Firefox est-il une innovation perturbatrice ?

J'imagine déjà la moitié de mes lecteurs en train de se gratter furieusement le crane en disant une quoi ?

Une innovation perturbatrice, qu'on appelle aussi disruptive innovation dans la langue des Monthy Pythons. Le concept d'innovation perturbatrice est le centre d'un livre de Clayton M. Christensen intitulé The innovator's dilemma, qui explique qu'une innovation perturbatrice remet en cause son marché, au point que les acteurs du marché ne peuvent l'inventer, dans la mesure où ils ont tout à perdre si elle vient à se répandre. Ils préferent donc le status-quo (non, pas le groupe de rock) jusqu'au jour où un inconscient, tel le chien dans le jeu de quilles, vient mettre tout le monde d'accord en commercialisant la dite innovation perturbatrice sous prétexte que lui n'a rien à perdre et tout à gagner.

Cette idée d'innovation perturbatrice n'est pas nouvelle. Le livre lui-même date de 1997. Mais le concept est intéressant[1], il est à la mode (la preuve ;-) et on a donc tendance à l'appliquer à tout et n'importe quoi. Ce qui nous amène à à la question posée en titre : Firefox est-il une innovation perturbatrice ?
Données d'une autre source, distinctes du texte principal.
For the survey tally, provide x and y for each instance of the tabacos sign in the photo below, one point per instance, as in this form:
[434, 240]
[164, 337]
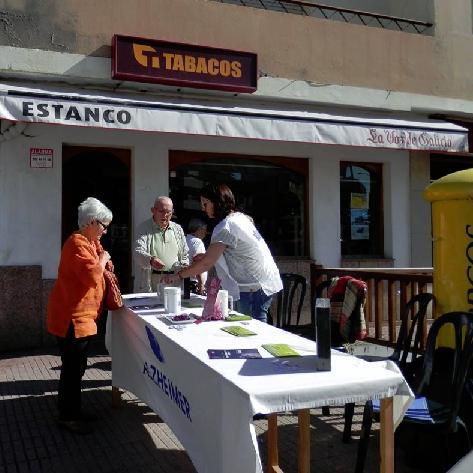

Franck Hecker, qui est probablement la personne clé qui a incité Netscape à fonder Mozilla.org, se pose la question et tente d'y répondre partiellement.

Je suis ravi de voir Franck arriver aux même conclusions que moi (mais lui à eu le mérite de les mettre noir sur blanc, après avoir lu le livre), à savoir que non, Firefox n'est pas une innovation perturbatrice en tant que tel.

Zut alors, on pourrait croire que je me dois de montrer un peu plus d'enthousiasme sur le produit auquel j'ai consacré l'essentiel de ces dernières années !

Franchement, j'ai beau adorer le projet Mozilla et le produit Firefox, je ne pense pas que cela mérite l'étiquette d'innovation perturbatrice. La raison en est toute simple : Firefox n'est qu'un navigateur. Et un navigateur, ça existait avant, de Viola, à Mozilla, en passant par Mosaic, Netscape Navigator, et Internet Explorer.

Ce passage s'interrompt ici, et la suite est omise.